March 26, 2016
Poor little Tay was easy prey
I’ve only ever followed one Twitter bot, and even then only briefly. Some had created a Twitter account and programmed it so that it automatically replied to people who had misspelled “sneak peek” as “sneak peak.”
The last tweet from Stealth Mountain was delivered in January 2014 to @CBSBigBang, and it said the same thing it always did: I think you mean “sneak peek.”
The funny part was that many people took this correction personally and answered the bot with comments ranging from peevish to vitriolic.
In the past few years, Twitter bots have grown in popularity and complexity. There’s a whole community of bot makers that you can follow with the hashtag #botALLY.
A bot created by Microsoft (“her” name was Tay) managed to make headlines last week when it started spewing wildly inappropriate language after just one day of existence. @TayandYou was supposed to be the simulation of a nice young woman, but instead sounded more like a racist, sexist troll.
How did this happen? The short explanation is that the bot’s artificial intelligence was designed to learn from interactions with other Twitter users. They taught it to use this language.
That might lead you to believe that the world is an awful place where not even innocent Twitter bots are safe. But Microsoft saw this as not just an experiment in technology but also in cultural environments.
From the Official Microsoft Blog:
Tay was not the first artificial intelligence application we released into the online social world. In China, our XiaoIce chatbot is being used by some 40 million people, delighting with its stories and conversations. The great experience with XiaoIce led us to wonder: Would an AI like this be just as captivating in a radically different cultural environment?
So a similar bot survives and thrives in China, but crashes and burns in the United States.
OK, you might be thinking, so maybe the world isn’t such a terrible place after all — just one particular country. I’m not sure that jives with reality, though. Americans I’ve met seem open and generous. It’s possible they lead secret lives as Internet boors, but I don’t think so.
A more likely explanation could be that Americans like to game the system. They live in a free-for-all capitalistic society where you need to have a pretty good idea of how the system works if you want to get ahead. Without much of a social safety net, the penalty for not knowing can be severe.

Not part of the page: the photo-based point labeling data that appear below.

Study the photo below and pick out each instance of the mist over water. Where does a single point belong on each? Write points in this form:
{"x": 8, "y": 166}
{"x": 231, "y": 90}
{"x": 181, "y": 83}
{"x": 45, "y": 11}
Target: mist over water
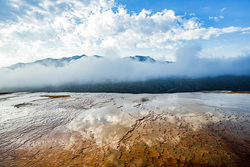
{"x": 91, "y": 70}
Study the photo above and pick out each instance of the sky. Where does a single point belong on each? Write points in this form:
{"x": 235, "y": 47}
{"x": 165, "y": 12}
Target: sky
{"x": 31, "y": 29}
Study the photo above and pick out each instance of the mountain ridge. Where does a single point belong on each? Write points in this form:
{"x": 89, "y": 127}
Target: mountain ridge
{"x": 61, "y": 62}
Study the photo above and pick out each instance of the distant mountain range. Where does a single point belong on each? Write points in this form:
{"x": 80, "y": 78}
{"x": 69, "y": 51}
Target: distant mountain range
{"x": 61, "y": 62}
{"x": 157, "y": 85}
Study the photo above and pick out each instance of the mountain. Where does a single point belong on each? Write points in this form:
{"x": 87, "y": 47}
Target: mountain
{"x": 147, "y": 59}
{"x": 48, "y": 62}
{"x": 65, "y": 60}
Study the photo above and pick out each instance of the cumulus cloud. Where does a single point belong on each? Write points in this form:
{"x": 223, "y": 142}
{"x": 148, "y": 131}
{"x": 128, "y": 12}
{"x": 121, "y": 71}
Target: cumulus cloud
{"x": 216, "y": 18}
{"x": 223, "y": 9}
{"x": 92, "y": 70}
{"x": 55, "y": 28}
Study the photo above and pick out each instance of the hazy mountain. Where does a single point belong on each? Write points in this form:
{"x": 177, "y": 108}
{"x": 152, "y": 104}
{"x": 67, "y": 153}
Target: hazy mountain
{"x": 48, "y": 62}
{"x": 147, "y": 59}
{"x": 61, "y": 62}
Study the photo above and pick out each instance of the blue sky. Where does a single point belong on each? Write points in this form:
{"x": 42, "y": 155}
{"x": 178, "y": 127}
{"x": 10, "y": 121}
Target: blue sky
{"x": 31, "y": 30}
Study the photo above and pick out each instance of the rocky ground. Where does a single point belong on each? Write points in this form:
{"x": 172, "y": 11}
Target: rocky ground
{"x": 84, "y": 129}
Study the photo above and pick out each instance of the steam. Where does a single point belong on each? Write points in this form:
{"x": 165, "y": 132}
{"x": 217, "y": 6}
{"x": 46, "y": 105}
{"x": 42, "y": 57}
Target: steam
{"x": 91, "y": 70}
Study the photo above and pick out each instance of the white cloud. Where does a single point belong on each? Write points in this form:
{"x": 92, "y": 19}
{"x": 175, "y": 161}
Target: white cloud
{"x": 216, "y": 18}
{"x": 223, "y": 9}
{"x": 64, "y": 28}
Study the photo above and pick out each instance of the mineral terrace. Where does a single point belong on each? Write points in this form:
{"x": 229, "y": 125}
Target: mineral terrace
{"x": 98, "y": 129}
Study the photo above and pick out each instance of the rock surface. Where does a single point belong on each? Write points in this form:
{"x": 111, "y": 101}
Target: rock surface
{"x": 89, "y": 129}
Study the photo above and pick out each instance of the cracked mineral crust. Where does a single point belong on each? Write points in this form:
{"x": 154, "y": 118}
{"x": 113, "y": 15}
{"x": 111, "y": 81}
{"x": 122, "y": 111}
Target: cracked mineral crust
{"x": 98, "y": 129}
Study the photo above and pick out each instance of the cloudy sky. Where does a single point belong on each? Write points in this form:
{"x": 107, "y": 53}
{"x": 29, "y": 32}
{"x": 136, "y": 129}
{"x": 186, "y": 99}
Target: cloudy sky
{"x": 33, "y": 29}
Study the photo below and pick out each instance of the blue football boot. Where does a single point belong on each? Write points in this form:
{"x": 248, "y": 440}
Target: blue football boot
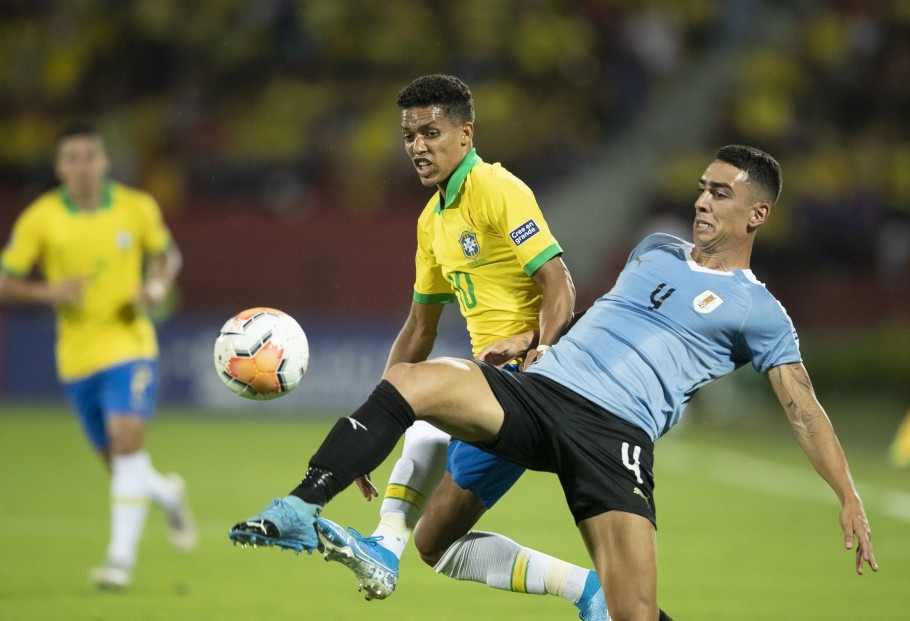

It seems that within hours of Microsoft’s bot being released, some people figured out how to game it with the command: “Repeat after me.” From there it was easy to take advantage of a vulnerability in the artificial intelligence. Microsoft engineers thought they were smart, but others proved themselves smarter.
The result is that Microsoft has shut down @TayandYou as it ponders ways to make improvements.
The company might want to start by consulting the veteran bot makers at #botALLY. They’ve been down this road already, and have vowed that their bots will be well behaved. For one thing, they share an open source blacklist of slurs.
Of course, the bot makers in this group also enjoy relative anonymity. Microsoft bots will always have a big target on their backs.